Mobilisationstestungen:
Erst unter Mithilfe eines der oben genannten Chelatoren, der die fraglichen Schwermetalle aus den für normale Testungen nicht erreichbaren Depots des Körpers mobilisiert, kann eine eventuelle Schwermetallbelastung festgestellt werden. Dabei werden die entsprechenden Chelatoren dem Patienten mittels Kapsel, Spritze oder Infusion verabreicht, um nachfolgend eventuell erhöhte Schwermetallwerte in Urin oder Stuhl nachweisen zu können.
Individuelle Suszeptibilität und Entgiftungsmöglichkeit:
Unter individueller Suszeptibilität verstehen wir eine individuell unterschiedliche Empfänglichkeit für Gift- und Schadstoffe wie auch Stoffwechselgifte und anderes mehr aufgrund der eben individuell unterschiedlichen genetischen Ausstattung jedes einzelnen Menschen.
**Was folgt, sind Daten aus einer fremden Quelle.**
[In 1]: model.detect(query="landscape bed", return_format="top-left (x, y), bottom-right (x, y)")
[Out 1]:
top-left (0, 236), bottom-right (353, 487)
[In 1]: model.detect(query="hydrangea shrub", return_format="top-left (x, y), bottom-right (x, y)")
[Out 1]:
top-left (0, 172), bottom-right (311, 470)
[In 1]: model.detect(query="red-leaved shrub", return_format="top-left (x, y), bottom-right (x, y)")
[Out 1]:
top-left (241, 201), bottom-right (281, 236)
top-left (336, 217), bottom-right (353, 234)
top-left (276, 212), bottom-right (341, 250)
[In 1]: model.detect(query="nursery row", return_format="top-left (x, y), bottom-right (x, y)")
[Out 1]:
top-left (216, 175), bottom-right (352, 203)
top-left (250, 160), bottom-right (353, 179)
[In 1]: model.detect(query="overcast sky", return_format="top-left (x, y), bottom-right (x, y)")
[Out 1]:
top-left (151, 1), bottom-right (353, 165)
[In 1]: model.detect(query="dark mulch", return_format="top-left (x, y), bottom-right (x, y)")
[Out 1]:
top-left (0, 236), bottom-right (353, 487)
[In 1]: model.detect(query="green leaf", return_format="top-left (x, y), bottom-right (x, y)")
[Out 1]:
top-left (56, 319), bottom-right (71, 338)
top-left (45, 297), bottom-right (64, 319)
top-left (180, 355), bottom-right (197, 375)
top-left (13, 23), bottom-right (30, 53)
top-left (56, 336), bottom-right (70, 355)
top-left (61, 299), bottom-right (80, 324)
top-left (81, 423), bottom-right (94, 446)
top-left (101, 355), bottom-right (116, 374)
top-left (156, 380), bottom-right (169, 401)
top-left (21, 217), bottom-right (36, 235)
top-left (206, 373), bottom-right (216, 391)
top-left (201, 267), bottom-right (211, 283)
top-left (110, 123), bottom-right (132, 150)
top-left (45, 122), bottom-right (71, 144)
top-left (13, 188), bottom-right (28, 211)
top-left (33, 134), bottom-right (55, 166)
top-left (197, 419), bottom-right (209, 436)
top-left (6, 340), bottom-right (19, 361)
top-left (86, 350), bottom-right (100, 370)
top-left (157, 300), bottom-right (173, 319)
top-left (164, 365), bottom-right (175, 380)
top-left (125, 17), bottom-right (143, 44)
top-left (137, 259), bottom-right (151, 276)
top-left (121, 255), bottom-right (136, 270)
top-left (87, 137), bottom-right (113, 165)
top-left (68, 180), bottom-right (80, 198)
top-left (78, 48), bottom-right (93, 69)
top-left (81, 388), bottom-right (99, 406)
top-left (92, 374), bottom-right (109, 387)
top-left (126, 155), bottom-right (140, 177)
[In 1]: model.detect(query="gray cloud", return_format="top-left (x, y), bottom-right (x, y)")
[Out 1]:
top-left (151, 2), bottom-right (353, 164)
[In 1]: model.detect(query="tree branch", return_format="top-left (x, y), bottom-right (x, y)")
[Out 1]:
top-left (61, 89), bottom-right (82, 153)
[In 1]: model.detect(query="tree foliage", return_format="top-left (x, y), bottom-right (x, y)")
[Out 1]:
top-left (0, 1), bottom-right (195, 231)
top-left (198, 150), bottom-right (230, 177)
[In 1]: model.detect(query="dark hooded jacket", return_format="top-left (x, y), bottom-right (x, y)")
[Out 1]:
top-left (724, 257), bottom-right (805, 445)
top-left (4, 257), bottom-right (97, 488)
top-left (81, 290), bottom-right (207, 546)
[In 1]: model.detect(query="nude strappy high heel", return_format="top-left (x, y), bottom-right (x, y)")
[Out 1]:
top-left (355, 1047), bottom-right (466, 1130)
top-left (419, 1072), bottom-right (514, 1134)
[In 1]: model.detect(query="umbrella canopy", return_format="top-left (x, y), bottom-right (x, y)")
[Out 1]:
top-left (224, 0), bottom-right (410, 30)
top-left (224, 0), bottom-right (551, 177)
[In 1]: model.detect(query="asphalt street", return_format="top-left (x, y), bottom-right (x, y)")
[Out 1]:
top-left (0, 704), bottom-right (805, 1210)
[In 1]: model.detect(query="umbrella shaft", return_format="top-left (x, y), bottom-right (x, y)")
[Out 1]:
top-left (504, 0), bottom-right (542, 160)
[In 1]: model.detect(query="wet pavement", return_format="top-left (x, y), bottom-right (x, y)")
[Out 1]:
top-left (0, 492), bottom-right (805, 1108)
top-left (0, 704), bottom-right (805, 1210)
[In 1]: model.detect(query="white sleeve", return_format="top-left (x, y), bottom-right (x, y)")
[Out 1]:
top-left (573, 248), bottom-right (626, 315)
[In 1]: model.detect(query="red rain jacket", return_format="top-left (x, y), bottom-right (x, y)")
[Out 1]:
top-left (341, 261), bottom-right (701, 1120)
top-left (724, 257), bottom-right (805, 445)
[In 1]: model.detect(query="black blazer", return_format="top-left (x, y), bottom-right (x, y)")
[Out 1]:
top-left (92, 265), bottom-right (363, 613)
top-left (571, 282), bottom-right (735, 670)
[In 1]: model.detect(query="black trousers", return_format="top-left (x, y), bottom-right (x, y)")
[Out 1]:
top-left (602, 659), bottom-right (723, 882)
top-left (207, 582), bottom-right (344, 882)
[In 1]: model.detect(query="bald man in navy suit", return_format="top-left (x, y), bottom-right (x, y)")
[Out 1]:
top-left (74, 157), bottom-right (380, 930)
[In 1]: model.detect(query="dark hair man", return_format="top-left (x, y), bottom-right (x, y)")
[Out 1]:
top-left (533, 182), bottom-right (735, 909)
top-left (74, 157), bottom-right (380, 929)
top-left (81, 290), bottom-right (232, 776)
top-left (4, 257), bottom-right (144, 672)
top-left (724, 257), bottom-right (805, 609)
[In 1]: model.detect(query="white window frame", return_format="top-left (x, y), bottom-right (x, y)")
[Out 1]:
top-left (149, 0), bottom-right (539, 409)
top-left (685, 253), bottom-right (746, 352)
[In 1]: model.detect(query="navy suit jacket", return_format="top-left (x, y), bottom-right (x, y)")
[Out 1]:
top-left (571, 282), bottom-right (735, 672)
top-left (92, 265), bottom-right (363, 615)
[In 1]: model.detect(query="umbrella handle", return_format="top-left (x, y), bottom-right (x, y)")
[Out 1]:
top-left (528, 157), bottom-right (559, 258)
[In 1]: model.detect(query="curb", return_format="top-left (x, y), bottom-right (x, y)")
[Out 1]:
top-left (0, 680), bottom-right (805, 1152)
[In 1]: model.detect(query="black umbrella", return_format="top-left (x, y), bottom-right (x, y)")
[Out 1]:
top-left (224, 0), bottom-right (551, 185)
Auch die individuellen genetisch determinierten Entgiftungsmöglichkeiten sind ein weiterer Aspekt, der dazu führt, dass man aufgrund des einmaligen Nachweises einer Schwermetallbelastung eigentlich keine pauschale abschließende umweltmedizinische oder toxikologische Bewertung abgeben kann.
Quellen für Schwermetallbelastung:
Aufgrund der Vielzahl möglicher Expositionsquellen sei hier nur eine Auswahl genannt: Dentalwerkstoffe wie Amalgam und andere mehr aus unterschiedlichen Metallgemischen und Metalllegierungen, Zahnspangen und Bracket-Konstruktionen, metallhaltige Prothesen und Osteosynthesematerial, Herzschrittmachergehäuse, berufliche und private Expositionen über z.B.Kochtöpfe und belastete Atemluft, Verzehr von schwermetallhaltigen Lebensmitteln wie Fisch, Fleisch, Muscheln, schwermetallbelastetes Trinkwasser vor allem bei Bleileitungen in alten Hausanlagen und minderwertigem Installationsmaterial etc.
Zu ergreifende Maßnahmen bei Verdacht auf eine Schwermetallbelastung:
• Der Expositionsstopp stellt auch hier wie bei allen anderen umweltmedizinischen Vergiftungs- oder Belastungssituationen die wichtigste primäre Maßnahme dar. Der dafür erforderliche Nachweis vorhandener Expositionsquellen versteht sich von selbst.
• Je nach toxischem Belastungsgrad und immunologischer Sensibilisierung: Sanierung bzw. Entfernung körpereigener Schwermetallquellen: Mundmetalle / Prothesen / Osteosynthesematerial und Asservierung von Materialproben zum Nachweis kausaler Zusammenhänge über immunologische Funktionstests und anderes mehr.
• Detoxifikation (Entgiftung) mittels:
a) Chelatbildnern unter besonderer Berücksichtigung möglicher Jarisch-Herxheimer-Reaktionen (akuter allergischer Reaktionen bis zum Schock) im Falle vorliegender immunologischer Sensibilisierungen
b) Unterstützung körpereigener Entgiftungsmechanismen über orthomolekulare Therapie, Phytotherapie (z.B.Pflanzenwirkstoffe in Tees), Homöopathie etc.
c) Verhinderung von Reabsorption (Wiederaufnahme) durch nichtresorbierbare Schwermetallbindemittel (medizinische Kohle / Zeolithe / Huminsäuren / Algen etc.)
d) Organaufbauende Therapien zur Unterstützung der Entgiftungsorgane etc.